Moreover, the notion that Israel's survival depends on its having such exponential superiority over all other military
rivals -- an argument I often hear -- ignores the basic facts of nationhood. Arms alone will never suffice to maintain borders,
to weaken enemies, or to assure a country's future. At some point in a nation's life, if it is to survive, it learns -- as
do you and I in our everyday doings -- to sustain equilibrium through relationships of proximity. In the Middle East, some
of this regional equilibrium, no doubt, will emanate from the threatening barrels of strategically-aimed guns. But any assured
future for Israel will have to involve negotiations (instead of appropriations) regarding land, and agreements for workable
political and economic interchange that all of the affected states can live with.
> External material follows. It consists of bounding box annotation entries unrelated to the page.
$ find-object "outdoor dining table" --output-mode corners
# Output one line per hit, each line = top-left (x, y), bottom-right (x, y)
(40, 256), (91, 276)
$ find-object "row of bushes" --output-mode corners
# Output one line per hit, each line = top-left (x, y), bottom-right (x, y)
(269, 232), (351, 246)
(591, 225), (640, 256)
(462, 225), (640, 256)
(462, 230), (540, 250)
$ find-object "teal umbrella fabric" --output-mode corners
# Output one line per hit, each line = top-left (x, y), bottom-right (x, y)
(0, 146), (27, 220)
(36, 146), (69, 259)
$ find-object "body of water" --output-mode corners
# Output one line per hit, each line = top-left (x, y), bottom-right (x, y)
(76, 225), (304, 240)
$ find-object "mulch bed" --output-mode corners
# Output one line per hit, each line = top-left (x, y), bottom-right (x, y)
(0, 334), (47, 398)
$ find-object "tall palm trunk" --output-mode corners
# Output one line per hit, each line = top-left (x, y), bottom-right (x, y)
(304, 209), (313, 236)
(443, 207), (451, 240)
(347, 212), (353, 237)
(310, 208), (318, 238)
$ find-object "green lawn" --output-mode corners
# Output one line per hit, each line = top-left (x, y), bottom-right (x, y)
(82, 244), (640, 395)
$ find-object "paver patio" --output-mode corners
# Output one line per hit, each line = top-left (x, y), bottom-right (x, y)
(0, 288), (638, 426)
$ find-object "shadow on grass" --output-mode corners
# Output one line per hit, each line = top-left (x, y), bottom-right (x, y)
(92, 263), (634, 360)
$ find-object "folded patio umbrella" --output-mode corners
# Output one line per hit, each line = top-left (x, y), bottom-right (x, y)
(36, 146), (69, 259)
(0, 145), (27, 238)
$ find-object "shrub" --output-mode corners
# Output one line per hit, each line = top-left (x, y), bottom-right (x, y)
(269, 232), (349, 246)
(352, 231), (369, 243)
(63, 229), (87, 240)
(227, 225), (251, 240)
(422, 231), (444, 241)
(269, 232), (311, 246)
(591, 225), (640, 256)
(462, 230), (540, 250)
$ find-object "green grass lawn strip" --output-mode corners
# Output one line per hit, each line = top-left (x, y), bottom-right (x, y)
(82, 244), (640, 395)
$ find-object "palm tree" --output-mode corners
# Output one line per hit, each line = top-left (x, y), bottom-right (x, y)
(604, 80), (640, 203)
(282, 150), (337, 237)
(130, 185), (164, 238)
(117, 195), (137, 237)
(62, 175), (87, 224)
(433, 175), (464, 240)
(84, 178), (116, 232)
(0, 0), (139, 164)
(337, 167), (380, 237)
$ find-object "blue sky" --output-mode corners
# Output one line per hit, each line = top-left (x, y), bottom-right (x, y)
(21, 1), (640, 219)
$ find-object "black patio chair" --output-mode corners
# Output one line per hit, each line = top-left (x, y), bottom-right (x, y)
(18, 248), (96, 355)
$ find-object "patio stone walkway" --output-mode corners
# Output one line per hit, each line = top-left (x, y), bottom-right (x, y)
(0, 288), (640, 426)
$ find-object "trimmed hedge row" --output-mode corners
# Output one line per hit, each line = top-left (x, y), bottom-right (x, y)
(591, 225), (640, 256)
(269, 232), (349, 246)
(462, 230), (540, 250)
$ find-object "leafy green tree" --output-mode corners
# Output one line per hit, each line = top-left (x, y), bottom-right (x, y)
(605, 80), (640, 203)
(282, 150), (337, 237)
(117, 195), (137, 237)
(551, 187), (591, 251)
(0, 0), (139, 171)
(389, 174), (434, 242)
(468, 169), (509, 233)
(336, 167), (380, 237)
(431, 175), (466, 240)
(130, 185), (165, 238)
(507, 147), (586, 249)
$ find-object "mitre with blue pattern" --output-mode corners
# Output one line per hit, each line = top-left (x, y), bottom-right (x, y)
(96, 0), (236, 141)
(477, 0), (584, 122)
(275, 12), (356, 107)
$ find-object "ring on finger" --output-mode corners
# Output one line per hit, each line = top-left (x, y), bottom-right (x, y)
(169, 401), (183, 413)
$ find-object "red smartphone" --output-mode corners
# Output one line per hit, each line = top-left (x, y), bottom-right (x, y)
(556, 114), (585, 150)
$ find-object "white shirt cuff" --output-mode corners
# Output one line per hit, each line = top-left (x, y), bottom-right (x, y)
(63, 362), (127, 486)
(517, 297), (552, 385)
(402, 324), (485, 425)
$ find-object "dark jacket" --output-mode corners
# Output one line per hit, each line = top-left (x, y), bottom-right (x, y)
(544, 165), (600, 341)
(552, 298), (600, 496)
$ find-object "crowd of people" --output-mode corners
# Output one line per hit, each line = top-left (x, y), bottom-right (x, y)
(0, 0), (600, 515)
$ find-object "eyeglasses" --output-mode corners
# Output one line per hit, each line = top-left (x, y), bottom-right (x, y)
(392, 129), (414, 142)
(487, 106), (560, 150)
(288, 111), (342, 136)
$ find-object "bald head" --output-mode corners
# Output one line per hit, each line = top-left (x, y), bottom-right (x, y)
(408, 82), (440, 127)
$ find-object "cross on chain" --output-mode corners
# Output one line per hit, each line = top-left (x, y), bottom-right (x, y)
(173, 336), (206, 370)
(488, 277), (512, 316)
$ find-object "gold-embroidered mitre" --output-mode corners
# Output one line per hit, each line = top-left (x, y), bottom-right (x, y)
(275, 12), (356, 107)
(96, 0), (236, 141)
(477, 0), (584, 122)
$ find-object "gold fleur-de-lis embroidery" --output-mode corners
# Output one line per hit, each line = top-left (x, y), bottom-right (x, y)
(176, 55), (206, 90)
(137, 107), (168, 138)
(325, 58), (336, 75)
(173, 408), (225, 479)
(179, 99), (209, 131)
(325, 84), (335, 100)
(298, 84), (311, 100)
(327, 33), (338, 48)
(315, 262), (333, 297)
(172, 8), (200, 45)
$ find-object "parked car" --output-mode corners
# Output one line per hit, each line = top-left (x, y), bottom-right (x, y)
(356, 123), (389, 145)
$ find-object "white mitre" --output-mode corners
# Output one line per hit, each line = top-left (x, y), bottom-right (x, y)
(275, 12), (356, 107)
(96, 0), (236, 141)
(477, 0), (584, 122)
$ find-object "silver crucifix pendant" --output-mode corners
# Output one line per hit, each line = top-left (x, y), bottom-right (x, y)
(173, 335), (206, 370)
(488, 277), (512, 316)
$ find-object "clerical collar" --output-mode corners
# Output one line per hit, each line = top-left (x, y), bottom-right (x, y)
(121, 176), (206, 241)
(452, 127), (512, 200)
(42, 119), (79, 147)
Israel's brute force advantage cannot alter
the fact that at least one, and perhaps more, of its neighbors will eventually develop nuclear weapons; it is as unstoppable
as the wind. If anything, Israel's stockpiling of armaments is an incentive for proliferation. An Israel that lives only by
the superiority of force is an Israel that will ultimately die by it.
And as for resolving the quarrels of ownership of the disputed territories -- who lived there first, who has put down
the deepest roots, who deserves compensation for what -- the Bush and Sharon doctrines offer exactly nothing. If there is
one truth that well-armed heads of state seem to perpetually forget through the ages, it is this: overwhelming military superiority
on the part of an invading or controlling power will never, ever, stamp out a grass-roots resistance whose members are willing
to die for goals they perceive as just. Call them what you like: terrorists, guerillas, militias. Crush them, and they will
reappear. You cannot wipe out such resistance movements solely with guns; it is imbalanced relations of power and land and
resources that create such movements, and only new and more balanced relations will cause them to disappear. Ask Winston Churchill
(if you can reach him) about India. Ask Robert McNamara about Vietnam. Ask the career military planners who, behind the scenes,
are now resisting the Bush Administration's push to invade Iran.
In practical and moral terms, the Bush/Sharon approach to international conflict is a disaster and a disgrace. Many of
us who genuinely wish for a secure Israel to take its place alongside a strong Palestinian state in a stable Middle East are,
and should be, frightened and revolted by what now passes for Israeli foreign policy. And we need to say so, loudly and insistently.
This isn't about the Israeli nation being bad. This is about a bad Israeli government. To condemn the Sharon-era Israeli regime
for its brutality and its hypocritical, self-justifying rationalizations for occupation is no more anti-Israeli than condemning
the Bush regime is anti-American.
For my money, the true patriots are those who try to stop their leaders from hurting their country.
So maybe we need to start asking the pro-Sharon folks why they hate Israel.